A man could build a construction office for half the last offer. He turned it down. He said to Wade, “Boy, it wasn’t what I was selling. It was who I was selling it to. Daggs knew I had no respect for him after the cheap shoddy construction his firm did on the high-school annex. And maybe he knew that when his name came up anywhere, I’d find a way to mention the high-school job. So it wouldn’t be I was selling him just the garage. I would be selling him the chance to go around saying that Ed Rowley had helped him out in a time of need when he got caught short needing a construction shack and wasn’t that a decent thing for Ed to do? Friends do favors for each other. And it wasn’t worth thirty-two hundred dollars for an eight-hundred-dollar garage, to be tied in with a man like Daggs.”

And now, Dad, I am tied in with one of them. He too goes around buying approval. Doing favors, and calling them in when he needs them back. He can say, “Me and Wade Rowley? Sure, we’re right close. I run a lot of stuff through Rowley/Gibbs.””

And you can sit out here in the hour before dawn, boy, and think virtuous thoughts and tell yourself how noble you are and all that shit, and you are going to lay back and hang on to the money, because that is the way the world keeps score. Not your way. Not lately.

FOUR

Wade Rowley did not have time to check out the people on his list of eleven names until Wednesday. By early afternoon he had cleared his desk and answered his calls and signed his letters. He called Ellie Service in and had her shut the door and sit across the desk from him. The relationship was good. Ellie was a widow in her late forties. She was a comfortable woman, stocky, self-assured, quiet and quick. She wore rimless glasses, tailored suits and sensible shoes. She wore her gray hair in a smooth Dutch cut with bangs that came down to her thick dark eyebrows. She peered out from under her bangs with a look of skepticism and irony.
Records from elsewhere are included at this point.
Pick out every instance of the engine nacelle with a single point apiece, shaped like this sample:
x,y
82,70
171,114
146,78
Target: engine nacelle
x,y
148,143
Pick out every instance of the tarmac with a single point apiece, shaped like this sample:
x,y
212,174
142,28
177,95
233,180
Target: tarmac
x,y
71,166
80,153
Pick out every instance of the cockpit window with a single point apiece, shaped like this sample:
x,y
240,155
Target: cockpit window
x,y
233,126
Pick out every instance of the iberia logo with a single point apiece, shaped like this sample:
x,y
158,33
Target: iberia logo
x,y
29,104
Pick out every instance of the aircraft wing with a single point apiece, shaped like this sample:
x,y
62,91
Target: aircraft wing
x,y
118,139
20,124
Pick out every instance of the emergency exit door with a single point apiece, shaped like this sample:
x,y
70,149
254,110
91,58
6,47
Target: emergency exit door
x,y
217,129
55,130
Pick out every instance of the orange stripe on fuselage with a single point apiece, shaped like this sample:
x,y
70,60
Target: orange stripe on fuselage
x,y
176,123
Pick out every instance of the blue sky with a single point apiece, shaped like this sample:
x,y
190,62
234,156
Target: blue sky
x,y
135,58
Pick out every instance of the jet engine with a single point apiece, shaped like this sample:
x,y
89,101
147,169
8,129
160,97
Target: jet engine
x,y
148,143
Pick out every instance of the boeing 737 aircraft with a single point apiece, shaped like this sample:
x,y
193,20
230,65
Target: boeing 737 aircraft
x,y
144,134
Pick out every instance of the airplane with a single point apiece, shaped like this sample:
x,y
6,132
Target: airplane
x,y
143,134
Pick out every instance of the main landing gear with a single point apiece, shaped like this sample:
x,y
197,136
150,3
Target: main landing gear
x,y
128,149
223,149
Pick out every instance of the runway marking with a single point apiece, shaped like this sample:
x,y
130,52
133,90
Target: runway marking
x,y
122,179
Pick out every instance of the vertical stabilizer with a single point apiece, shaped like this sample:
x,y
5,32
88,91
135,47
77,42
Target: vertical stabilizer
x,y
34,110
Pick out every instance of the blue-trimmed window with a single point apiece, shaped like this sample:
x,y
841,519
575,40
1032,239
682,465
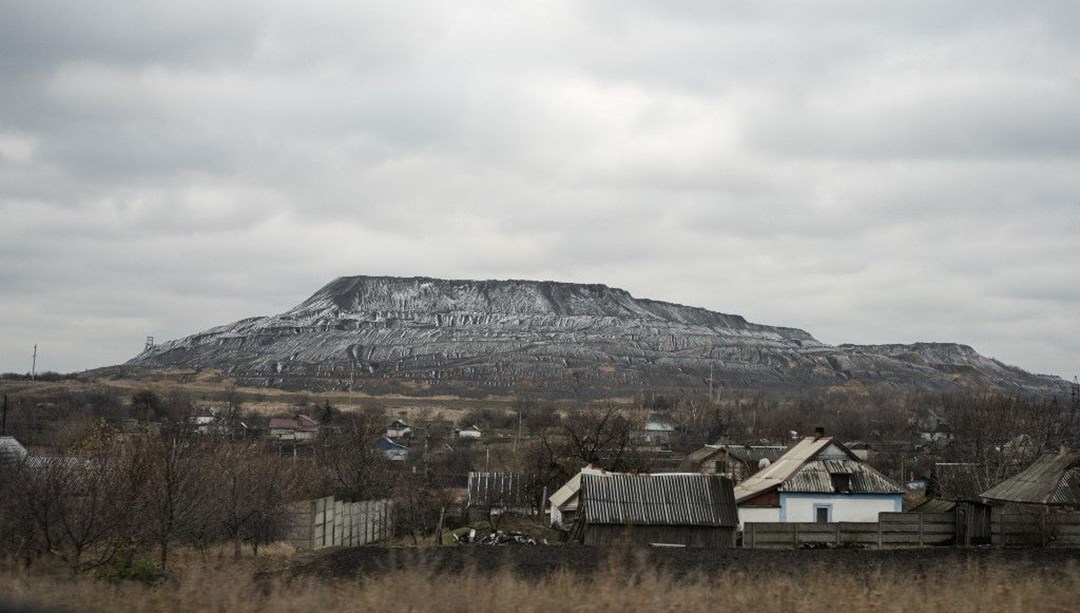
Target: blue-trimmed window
x,y
822,513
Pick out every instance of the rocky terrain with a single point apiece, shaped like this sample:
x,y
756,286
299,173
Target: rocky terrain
x,y
474,338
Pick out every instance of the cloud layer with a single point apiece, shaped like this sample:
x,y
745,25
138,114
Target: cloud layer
x,y
869,172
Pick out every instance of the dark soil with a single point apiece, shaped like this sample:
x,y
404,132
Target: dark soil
x,y
539,560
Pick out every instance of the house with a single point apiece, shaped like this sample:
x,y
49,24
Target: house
x,y
972,518
675,509
392,450
1052,481
737,462
658,431
471,432
11,451
819,479
862,450
399,430
300,427
498,493
564,502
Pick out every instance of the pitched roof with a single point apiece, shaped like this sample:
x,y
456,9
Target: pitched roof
x,y
1053,479
11,450
802,465
658,500
299,423
571,488
815,476
748,453
385,444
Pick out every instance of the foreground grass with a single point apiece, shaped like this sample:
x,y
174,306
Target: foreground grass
x,y
243,587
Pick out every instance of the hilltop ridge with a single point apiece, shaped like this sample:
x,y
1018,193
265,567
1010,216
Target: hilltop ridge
x,y
543,338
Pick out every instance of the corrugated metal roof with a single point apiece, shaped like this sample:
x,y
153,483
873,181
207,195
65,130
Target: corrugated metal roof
x,y
570,489
787,465
1053,479
488,489
659,500
815,476
748,453
11,450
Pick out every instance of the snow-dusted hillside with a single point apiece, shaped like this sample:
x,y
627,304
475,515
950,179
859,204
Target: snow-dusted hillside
x,y
543,338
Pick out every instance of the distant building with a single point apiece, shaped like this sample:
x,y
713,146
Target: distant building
x,y
658,431
299,428
11,451
399,430
565,501
737,462
818,480
471,432
679,509
1051,481
392,450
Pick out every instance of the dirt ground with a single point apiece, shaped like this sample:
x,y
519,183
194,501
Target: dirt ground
x,y
538,560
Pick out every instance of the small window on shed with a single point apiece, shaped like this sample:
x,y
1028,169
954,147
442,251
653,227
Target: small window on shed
x,y
841,481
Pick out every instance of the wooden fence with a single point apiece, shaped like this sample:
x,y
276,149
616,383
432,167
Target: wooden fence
x,y
892,530
895,530
328,522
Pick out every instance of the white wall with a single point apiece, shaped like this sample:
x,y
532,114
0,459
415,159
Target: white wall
x,y
800,507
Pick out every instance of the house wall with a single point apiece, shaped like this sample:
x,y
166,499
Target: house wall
x,y
842,507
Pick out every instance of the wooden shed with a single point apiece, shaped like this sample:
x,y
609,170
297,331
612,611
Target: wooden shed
x,y
678,509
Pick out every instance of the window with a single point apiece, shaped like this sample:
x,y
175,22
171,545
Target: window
x,y
822,513
841,481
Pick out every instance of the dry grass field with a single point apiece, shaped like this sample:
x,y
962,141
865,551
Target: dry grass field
x,y
982,583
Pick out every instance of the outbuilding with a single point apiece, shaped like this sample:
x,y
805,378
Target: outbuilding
x,y
670,509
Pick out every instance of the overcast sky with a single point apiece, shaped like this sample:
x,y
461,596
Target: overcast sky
x,y
866,171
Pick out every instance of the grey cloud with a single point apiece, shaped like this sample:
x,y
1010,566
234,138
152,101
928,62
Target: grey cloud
x,y
871,172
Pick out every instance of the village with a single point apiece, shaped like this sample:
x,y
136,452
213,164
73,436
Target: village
x,y
599,476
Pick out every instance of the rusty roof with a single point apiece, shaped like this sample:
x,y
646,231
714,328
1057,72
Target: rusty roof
x,y
815,476
1053,479
659,500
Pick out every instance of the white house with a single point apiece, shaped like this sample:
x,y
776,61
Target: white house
x,y
820,480
397,430
471,432
300,427
392,450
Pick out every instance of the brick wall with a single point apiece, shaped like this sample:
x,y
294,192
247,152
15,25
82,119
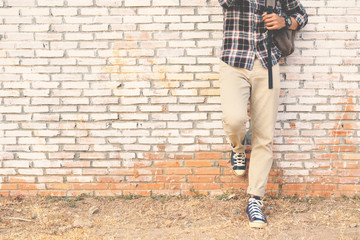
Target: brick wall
x,y
110,97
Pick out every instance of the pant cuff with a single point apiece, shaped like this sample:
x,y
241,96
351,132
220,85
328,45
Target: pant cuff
x,y
256,192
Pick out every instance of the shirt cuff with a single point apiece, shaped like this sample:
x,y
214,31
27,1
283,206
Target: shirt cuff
x,y
301,20
226,3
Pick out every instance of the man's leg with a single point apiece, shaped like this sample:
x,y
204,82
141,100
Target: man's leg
x,y
234,95
264,108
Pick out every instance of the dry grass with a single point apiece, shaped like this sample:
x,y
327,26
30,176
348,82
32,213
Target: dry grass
x,y
166,217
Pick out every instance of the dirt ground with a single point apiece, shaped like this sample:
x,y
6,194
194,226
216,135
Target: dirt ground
x,y
165,217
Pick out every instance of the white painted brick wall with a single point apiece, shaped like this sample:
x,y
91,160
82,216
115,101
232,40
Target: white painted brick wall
x,y
128,90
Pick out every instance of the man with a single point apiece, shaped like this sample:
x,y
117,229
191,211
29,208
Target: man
x,y
244,75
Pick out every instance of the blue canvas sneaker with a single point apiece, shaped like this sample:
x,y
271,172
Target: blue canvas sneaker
x,y
238,163
253,210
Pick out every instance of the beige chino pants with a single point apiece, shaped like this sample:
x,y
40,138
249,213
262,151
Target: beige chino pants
x,y
237,85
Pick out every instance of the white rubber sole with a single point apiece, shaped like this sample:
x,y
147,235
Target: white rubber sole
x,y
257,224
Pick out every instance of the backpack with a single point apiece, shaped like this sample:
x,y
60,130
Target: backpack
x,y
284,38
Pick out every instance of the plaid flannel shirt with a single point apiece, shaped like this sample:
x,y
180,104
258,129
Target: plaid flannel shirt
x,y
244,32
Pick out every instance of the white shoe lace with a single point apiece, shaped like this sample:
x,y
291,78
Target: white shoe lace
x,y
255,208
239,159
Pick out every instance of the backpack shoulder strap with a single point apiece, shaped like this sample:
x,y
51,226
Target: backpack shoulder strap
x,y
270,3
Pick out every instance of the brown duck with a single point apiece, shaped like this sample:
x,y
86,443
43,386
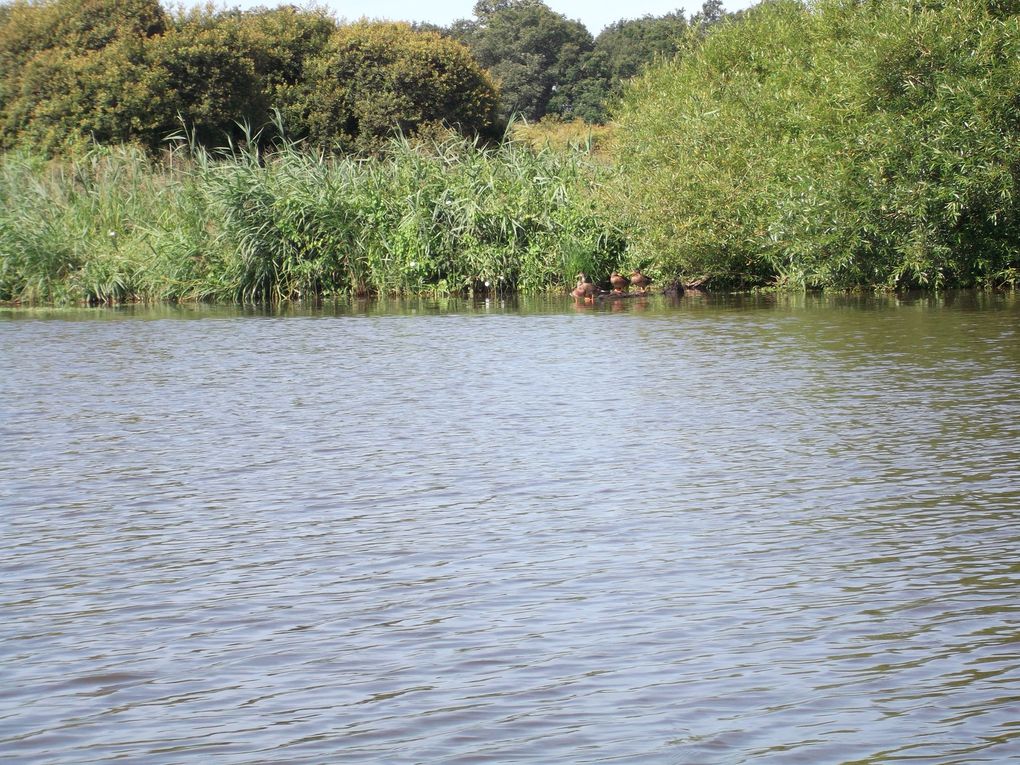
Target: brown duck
x,y
619,282
639,279
584,290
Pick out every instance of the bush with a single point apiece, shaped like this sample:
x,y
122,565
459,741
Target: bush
x,y
374,80
837,145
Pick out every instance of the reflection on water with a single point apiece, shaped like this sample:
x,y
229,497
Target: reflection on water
x,y
716,530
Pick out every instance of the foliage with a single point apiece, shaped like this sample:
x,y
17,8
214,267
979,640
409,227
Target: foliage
x,y
71,68
112,224
539,57
843,144
629,45
72,71
374,79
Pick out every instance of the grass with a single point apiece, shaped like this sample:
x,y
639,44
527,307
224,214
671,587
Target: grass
x,y
113,224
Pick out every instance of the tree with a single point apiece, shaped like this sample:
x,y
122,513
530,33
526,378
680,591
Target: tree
x,y
537,56
372,80
838,144
631,44
70,69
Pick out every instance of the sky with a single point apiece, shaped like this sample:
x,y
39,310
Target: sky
x,y
595,14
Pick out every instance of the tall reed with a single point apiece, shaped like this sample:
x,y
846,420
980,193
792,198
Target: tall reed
x,y
245,225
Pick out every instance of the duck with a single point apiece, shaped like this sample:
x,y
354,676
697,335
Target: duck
x,y
585,289
639,279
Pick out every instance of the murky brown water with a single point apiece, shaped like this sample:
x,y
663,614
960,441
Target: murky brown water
x,y
723,530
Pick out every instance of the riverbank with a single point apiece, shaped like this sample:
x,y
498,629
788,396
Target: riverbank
x,y
115,225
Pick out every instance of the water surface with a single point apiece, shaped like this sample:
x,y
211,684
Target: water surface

He knew that Ellie resented Bern having the larger office even though they were equal partners. Ellie had an intense loyalty. She resented being required to do secretarial work for the sales staff while Bern’s secretary, Dawn Marino, worked only for Bern Gibbs. Her resentment was tempered by her understanding of the situation. Bern, with all his service clubs, charity drives, civic memberships and special committees, had a heavier load of outside work. He often took Dawn along to take notes. And Bern probably did not know that the office staff kept track of all the times the two of them returned an hour or so later than was reasonable. Ellie was especially conscious of it because when Dawn was gone, Jeanie Nash, who handled the switchboard and the bookkeeping, patched Bern’s calls into Ellie’s extension.

“How are things out there?” he asked.

“Ah yes. Out there on the floor. We have a demonstration of one of the first rules of galley slaving. If you put all the rowers on one side of the boat, it goes in a circle.”

“Who this time?”

“Mr. Mettler. He’s making up this promotion thing. He has a new little Sony camera…”

“He showed it to me. It makes tapes he can play on his VCR.”

“So he’s making a tape movie of the office, of all the people. He pans on you, whatever that is, and you have to smile and look sincere and then he does this ‘voice over,” which means that he speaks very loud and slow and says, “And this is Miss Joyce Kindred, one of our most valuable salespersons. Joyce has been with us now for umpty years and she specializes in residential properties and condominiums.” As I understand it, he will take a tape player with a little television screen on it and carry it about and play it for anybody who will watch it. It will improve our image. I think he wants to write off his equipment. What he does, he erases everybody about nine times before he gets an interview he likes.”